It is estimated that over 100 million working Americans suffer from computer eyestrain. Nearly 54 million children connect to the Internet each day either at home or in school. If you or your child spend more than two hours each day in front of a computer screen, you likely experience some symptoms of Computer Vision Syndrome or CVS:
- Loss of focus
- Burning/tired eyes
- Double vision
- Blurred vision
- Neck and shoulder pains
The best solution is to see an eye doctor and get a pair of eyeglasses specifically designed to wear when you use the computer. CVS is caused by our eyes and brain reacting differently to characters on the screen than they do to printed characters. Until now, traditional eye exams for near vision have resulted in eyewear suited for reading printed material, not for viewing computer screens.
Our eyes respond well to most printed material, which is characterized by its dense black characters with well-defined edges which contrast markedly from their light background. Healthy eyes can easily maintain focus on the printed page. Characters on a computer screen, however, don’t have this contrast, or well-defined edges. These characters are brightest at their centers and diminish in intensity toward their edges. Our eyes are unable to maintain focus and remain on plane with these images. They instead drift out to a point called the resting point of accommodation (RPA). Our eyes constantly move to the RPA, and then strain to regain focus on the screen. This continuous flexing of the eyes’ focusing muscles creates fatigue and the burning, tired-eyes feeling.

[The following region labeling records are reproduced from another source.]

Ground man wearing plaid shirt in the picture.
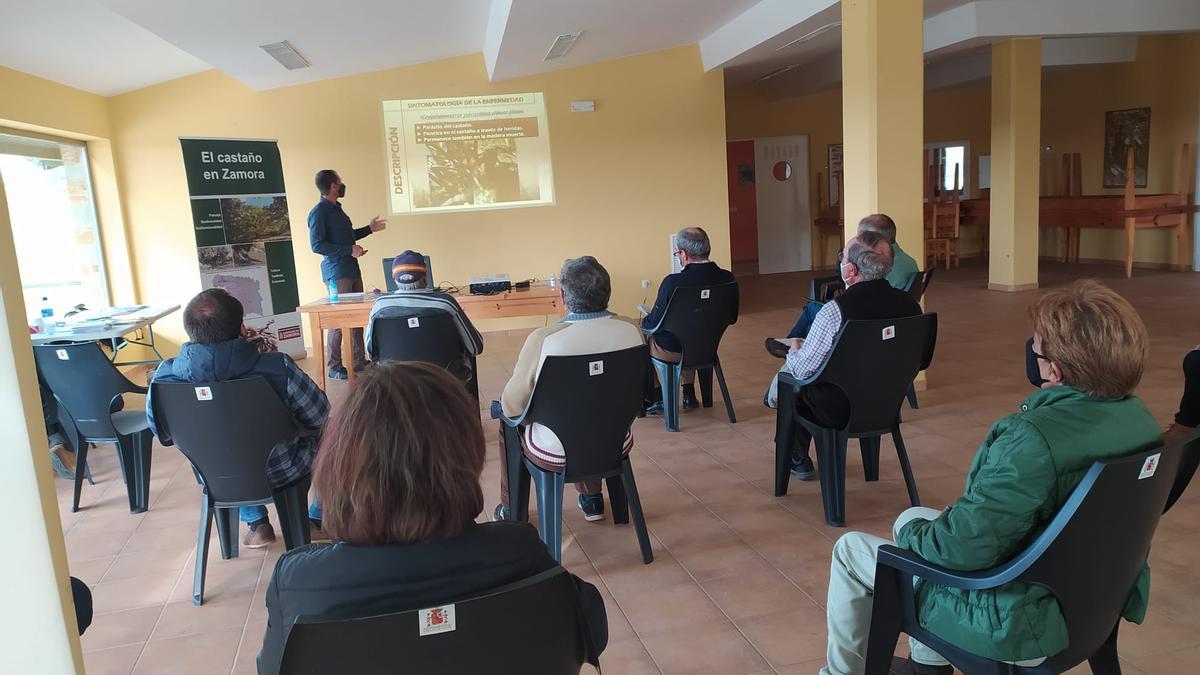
[146,288,329,549]
[764,231,922,480]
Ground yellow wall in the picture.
[726,34,1200,263]
[109,46,730,340]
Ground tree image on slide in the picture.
[221,197,292,244]
[426,138,523,207]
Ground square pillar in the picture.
[841,0,925,257]
[988,37,1042,291]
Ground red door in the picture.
[725,141,758,265]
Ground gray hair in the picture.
[676,227,713,258]
[558,256,612,312]
[858,214,896,244]
[846,229,892,281]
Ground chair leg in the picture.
[858,436,880,483]
[696,368,713,408]
[892,425,920,506]
[815,429,848,527]
[605,473,629,525]
[71,441,90,513]
[620,456,654,565]
[713,358,738,424]
[212,507,238,560]
[529,465,565,563]
[864,567,904,675]
[271,476,312,551]
[192,490,214,607]
[1087,619,1121,675]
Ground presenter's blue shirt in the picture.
[308,198,371,283]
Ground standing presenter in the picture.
[308,169,388,380]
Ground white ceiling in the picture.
[0,0,1200,96]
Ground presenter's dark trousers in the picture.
[325,276,367,371]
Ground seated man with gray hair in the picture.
[764,231,922,480]
[642,227,738,414]
[492,256,642,520]
[366,251,484,381]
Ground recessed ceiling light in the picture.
[775,22,841,52]
[258,40,312,71]
[544,30,583,61]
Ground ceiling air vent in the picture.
[545,31,583,61]
[258,40,312,71]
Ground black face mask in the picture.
[1025,338,1049,389]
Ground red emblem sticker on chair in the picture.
[420,604,455,638]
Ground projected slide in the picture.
[383,94,554,214]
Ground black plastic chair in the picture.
[644,281,738,431]
[34,342,154,513]
[500,345,654,565]
[280,567,599,675]
[905,268,935,410]
[866,444,1182,675]
[775,313,937,527]
[150,377,310,605]
[371,309,479,401]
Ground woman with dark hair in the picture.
[258,362,608,674]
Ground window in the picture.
[0,133,109,323]
[925,141,970,196]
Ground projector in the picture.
[469,274,512,295]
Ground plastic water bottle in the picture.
[38,298,54,333]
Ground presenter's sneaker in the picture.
[763,338,788,359]
[580,495,604,522]
[888,656,954,675]
[792,456,817,480]
[241,520,275,549]
[50,443,74,480]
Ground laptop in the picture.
[383,256,437,293]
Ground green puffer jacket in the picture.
[896,387,1162,661]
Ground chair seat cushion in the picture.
[113,407,150,436]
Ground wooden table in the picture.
[296,286,564,389]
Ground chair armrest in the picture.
[876,544,1028,591]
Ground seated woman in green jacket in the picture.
[821,280,1162,675]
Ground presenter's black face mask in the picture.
[1025,338,1049,389]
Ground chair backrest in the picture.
[1016,444,1182,671]
[280,567,588,675]
[371,309,464,368]
[809,275,846,303]
[659,281,738,368]
[905,268,934,303]
[814,313,937,434]
[34,342,144,440]
[150,377,301,503]
[383,256,437,293]
[524,345,649,480]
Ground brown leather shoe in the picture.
[241,522,275,549]
[888,656,954,675]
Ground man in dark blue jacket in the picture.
[642,227,738,414]
[308,169,388,380]
[146,288,329,549]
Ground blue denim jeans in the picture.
[238,497,320,524]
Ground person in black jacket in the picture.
[258,362,608,675]
[642,227,738,414]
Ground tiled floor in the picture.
[59,261,1200,675]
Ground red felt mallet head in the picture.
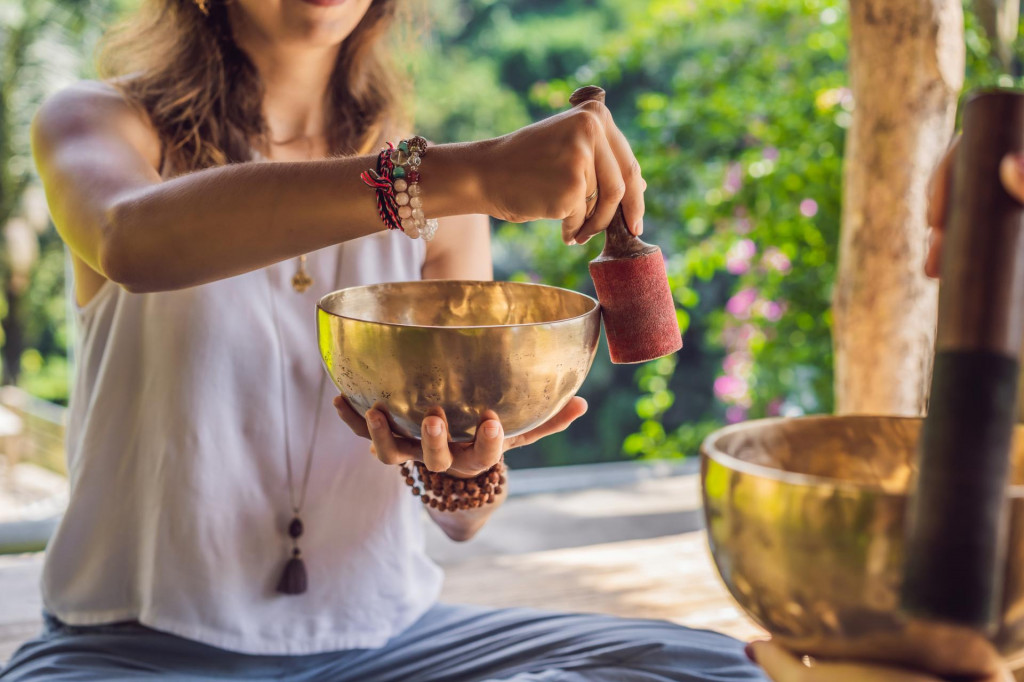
[569,85,683,365]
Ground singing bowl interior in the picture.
[316,280,600,442]
[701,417,1024,659]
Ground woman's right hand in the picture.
[475,101,647,244]
[925,137,1024,278]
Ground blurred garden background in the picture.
[0,0,1020,466]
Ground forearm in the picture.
[83,145,487,291]
[427,485,508,543]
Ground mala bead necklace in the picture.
[401,461,507,511]
[267,246,342,595]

9 Ways to Reduce Computer Vision Syndrome:
1. Get an Eye Exam
This is the most important thing you can do to prevent or treat computer vision problems. According to the National Institute of Occupational Safety and Health (NIOSH), computer users should have an eye exam before they start working on a computer and once per year thereafter.
2. Use Proper Lighting
In your office you are likely to find several things that can cause eyestrain, including glare on walls and finished surfaces, reflections on the computer screen itself, excessively bright light coming in from outside, and excessively bright light inside. Eliminate exterior light and reflections by closing drapes or blinds. When using computers, lighting should be about half that used in most offices. Reduce lighting by using fewer light bulbs or fluorescent tubes, or use lower intensity bulbs and tubes.
3. Take Frequent Breaks
Full-time computer users should take a 10-minute break every hour to reduce eyestrain problems according to experts. Part-time users should take frequent breaks, after sitting in front of their display for more than a hour.
4. Refocus Your Eyes
Look away from your computer screen every 10-15 minutes and focus for 5-10 seconds on a distant object outside or down the hallway. This prevents the fixed gaze common among computer users. It also encourages you to blink, which lubricates your eyes.
5. Blink More Often
When staring at a computer, people blink less frequently—about 5 times less than normal, according to studies. Tears coating the eye evaporate more rapidly during long non-blinking phases and cause dry eyes. Office buildings may have excessively dry environments that also reduce tearing. For significant problems, ask your eye doctor about artificial tears or eye drops that you can use during the day.
6. Modify Your Workstation
If you need to look back and forth between the printed or written page and the computer, this can cause eyestrain. Place written pages on a copy stand adjacent to the monitor. Properly light the copy stand. Adjust your workstation and chair to the correct height. Purchase ergonomic furniture to ensure proper screen locations and posture.
7. Match the Computer Screen to the Brightness of the Environment
Closely match the brightness of the environment with that of the computer screen. The contrast between the background and on-screen characters should be high.
8. Minimize Glare
Use window shades, blinds or drapes to block out excessive sunlight, or install an anti-glare screen, to minimize reflections on the screen itself. Reduce the internal ambient light if necessary. For conditions where outside light cannot be reduced, use a computer hood to cut glare and reflection. Have an Anti-Reflective coating applied to your glasses. This will prevent glare and reflections on the back side of your lenses form reaching your eyes.
9. Exercise Even When Sitting
Anyone in a sedentary job, especially those using computers, should also stand up, move about, or exercise frequently. NIOSH recommends several sitting, stretching, and joint rotating exercises for computer users.